The only place we have is now, the only place to dig for answers is here, and to be in the here and now is always to be standing at the moment of a perpetual new dawn.

But to live the fulfilled perpetually new morning life expressed by Jesus and intuited by Olson we have to become, not disciples of Jesus or Olson, Christians or the followers of any other formal religion but, instead, simply archaeologists of morning. When we do this we will always see that, as Thoreau said, there is always “more day to dawn. The sun is but a morning star.”

—o0o—


There is an interesting essay by Olson's friend and fellow poet, Robert Creeley, available on line called "An Image of Man . . .": Working Notes on Charles Olson's Concept of Person that some readers may be interested in exploring.
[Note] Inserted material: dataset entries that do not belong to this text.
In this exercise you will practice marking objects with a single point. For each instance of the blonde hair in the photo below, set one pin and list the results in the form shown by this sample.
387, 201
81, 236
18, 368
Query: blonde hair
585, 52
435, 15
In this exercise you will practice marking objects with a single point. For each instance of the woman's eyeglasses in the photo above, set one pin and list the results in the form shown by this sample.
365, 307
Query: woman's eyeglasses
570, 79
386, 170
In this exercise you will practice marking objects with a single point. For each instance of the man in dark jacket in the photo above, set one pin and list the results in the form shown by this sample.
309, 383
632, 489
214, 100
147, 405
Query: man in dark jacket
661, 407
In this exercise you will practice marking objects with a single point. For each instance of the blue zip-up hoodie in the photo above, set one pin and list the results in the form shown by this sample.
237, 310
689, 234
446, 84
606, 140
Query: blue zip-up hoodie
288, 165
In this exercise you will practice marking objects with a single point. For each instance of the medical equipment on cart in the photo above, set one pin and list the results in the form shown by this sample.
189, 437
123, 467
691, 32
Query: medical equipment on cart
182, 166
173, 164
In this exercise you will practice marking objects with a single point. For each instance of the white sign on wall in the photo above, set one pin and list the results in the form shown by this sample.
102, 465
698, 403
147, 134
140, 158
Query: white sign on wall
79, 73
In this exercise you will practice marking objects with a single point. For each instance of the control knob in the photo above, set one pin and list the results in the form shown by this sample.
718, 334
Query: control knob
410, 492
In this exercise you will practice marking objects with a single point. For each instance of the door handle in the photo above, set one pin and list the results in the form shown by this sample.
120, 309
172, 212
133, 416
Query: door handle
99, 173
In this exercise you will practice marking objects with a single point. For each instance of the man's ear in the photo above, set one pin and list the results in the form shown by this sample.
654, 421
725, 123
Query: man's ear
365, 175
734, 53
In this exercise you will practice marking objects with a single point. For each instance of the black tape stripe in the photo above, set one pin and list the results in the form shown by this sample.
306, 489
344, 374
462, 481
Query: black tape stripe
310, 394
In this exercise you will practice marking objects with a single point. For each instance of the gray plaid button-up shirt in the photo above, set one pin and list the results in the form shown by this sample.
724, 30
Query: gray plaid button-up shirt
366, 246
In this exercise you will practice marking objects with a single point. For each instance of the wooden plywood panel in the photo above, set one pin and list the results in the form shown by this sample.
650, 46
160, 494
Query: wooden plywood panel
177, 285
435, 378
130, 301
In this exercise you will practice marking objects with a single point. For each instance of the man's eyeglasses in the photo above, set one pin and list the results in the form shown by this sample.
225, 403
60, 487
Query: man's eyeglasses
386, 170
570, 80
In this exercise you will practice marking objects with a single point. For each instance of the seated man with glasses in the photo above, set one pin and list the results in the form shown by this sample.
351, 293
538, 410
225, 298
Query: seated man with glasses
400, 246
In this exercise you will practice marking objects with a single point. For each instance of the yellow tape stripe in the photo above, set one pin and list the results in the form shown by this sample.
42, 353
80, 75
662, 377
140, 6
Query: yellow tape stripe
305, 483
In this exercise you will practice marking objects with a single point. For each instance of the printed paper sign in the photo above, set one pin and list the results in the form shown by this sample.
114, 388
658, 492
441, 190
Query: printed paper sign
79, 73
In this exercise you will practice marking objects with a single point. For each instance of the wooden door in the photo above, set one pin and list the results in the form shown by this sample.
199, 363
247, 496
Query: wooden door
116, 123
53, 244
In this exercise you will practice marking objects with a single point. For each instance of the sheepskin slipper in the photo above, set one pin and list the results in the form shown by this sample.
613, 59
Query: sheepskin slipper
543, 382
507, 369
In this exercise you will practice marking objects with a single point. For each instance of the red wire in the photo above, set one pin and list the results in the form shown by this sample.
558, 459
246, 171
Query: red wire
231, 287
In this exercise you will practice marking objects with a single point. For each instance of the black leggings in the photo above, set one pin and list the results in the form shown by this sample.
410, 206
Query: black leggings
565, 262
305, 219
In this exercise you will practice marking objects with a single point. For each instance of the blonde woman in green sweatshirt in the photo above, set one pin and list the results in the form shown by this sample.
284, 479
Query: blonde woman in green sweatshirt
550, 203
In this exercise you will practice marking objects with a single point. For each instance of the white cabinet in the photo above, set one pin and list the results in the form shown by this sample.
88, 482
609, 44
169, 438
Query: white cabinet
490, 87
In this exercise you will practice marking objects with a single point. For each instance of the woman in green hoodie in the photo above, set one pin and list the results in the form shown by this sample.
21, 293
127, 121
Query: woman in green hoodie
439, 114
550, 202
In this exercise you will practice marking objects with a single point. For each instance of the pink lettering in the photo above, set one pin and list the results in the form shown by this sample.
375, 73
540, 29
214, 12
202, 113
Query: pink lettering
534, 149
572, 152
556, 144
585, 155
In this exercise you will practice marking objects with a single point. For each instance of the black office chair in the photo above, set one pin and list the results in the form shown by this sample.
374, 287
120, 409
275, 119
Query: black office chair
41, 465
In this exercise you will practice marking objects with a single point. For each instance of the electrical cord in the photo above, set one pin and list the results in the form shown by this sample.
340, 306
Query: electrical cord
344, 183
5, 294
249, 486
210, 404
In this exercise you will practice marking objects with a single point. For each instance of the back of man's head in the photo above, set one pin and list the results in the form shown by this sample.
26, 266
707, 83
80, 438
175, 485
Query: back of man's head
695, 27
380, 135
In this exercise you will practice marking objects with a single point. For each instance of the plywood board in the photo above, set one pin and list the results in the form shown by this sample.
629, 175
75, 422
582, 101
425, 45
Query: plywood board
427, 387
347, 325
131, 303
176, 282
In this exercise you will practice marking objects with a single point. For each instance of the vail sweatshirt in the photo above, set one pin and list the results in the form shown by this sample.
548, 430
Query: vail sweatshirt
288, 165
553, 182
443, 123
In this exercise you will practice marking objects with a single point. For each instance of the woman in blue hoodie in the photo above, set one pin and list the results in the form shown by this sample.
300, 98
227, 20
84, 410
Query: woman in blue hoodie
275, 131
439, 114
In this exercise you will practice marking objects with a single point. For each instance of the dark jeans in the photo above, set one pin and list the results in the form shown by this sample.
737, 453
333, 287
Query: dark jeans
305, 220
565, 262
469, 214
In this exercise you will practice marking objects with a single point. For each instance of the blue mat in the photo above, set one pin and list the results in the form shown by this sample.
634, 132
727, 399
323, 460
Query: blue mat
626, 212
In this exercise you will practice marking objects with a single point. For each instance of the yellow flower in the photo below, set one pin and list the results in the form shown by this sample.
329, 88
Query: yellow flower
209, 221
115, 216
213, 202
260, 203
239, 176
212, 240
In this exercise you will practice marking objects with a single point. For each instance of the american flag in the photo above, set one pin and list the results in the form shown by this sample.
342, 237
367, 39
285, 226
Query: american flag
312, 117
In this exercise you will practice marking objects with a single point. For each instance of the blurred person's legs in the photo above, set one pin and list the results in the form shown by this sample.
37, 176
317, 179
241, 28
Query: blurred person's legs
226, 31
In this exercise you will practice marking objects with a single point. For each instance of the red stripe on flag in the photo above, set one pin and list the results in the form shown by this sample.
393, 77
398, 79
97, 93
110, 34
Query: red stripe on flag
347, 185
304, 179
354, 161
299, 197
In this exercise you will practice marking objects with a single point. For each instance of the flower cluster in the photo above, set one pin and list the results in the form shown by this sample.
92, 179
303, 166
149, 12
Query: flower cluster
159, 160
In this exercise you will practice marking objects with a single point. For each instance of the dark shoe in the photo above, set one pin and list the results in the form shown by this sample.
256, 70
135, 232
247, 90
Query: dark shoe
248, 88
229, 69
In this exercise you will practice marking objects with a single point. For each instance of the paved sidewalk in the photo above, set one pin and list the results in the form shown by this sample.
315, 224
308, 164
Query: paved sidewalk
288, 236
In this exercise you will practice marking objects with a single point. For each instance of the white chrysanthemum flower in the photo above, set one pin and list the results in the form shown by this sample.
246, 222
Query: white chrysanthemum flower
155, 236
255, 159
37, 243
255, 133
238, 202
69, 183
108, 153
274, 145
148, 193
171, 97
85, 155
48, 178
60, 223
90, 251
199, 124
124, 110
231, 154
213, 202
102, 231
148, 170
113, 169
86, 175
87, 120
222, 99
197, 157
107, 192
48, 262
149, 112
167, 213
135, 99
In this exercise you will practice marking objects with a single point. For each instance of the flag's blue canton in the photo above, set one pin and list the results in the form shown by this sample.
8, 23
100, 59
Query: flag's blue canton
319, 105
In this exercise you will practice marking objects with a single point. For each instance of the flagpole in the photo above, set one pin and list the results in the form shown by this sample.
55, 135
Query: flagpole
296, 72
You can find it at this link.

—o0o—

The Entrusted Money (see, e.g., Matthew 25:14-28) by John Dominic Crossan in The Essential Jesus (Harpur Collins, 1994)

Before he set out to travel abroad an aristocrat
entrusted five talents to one steward, two to another, 
and one to a third.
The first made five talents more 
The second made two talents more 
The third made a hole in the ground and hid it 

When he eventually returned the aristocrat called in 
the stewards to give an account of their activities 

First report: “I have doubled your money” 
Response: “I will double your authority” 

Second report: “I have doubled your money” 
Response: “I will double your authority” 

Third report: “I was afraid 
you are mean: you reap without sowing 
you are hard: you store without harvesting
so I hid your money and here it is” 
Response: “You should have hidden it not in the 
ground but in a bank 
And brought it back not alone but with interest” 

The aristocrat took both money and authority away 
from the third steward and gave it instead to the 
first one

J. D. Crossan's Commentary: A talent was worth 60 mines or 6,000 denarii or 24,000 sesterces. At that time, for example, the base pay of a legionary was 900 sesterces (225 denarii) per annum. And, at the start of the second century, Pliny the Younger’s will established an annuity for one hundred freedmen at 840 sesterces (210 denarii) per person per annum. We are dealing, in other words, with large but not impossible sums of money—for rich people. How would ordinary people, especially peasants, react to a story like this? With which steward would they have identified even in imagination? It is precisely commercialisation and monetisation, where money can be doubled outside a bank or at least increased within it, that most threatens traditional peasant landholdings. How can reaction to this story not become a seminar in social justice? Would it have been possible, originally, to tell this story as a full performance without detailing how those first servants doubled their master’s money?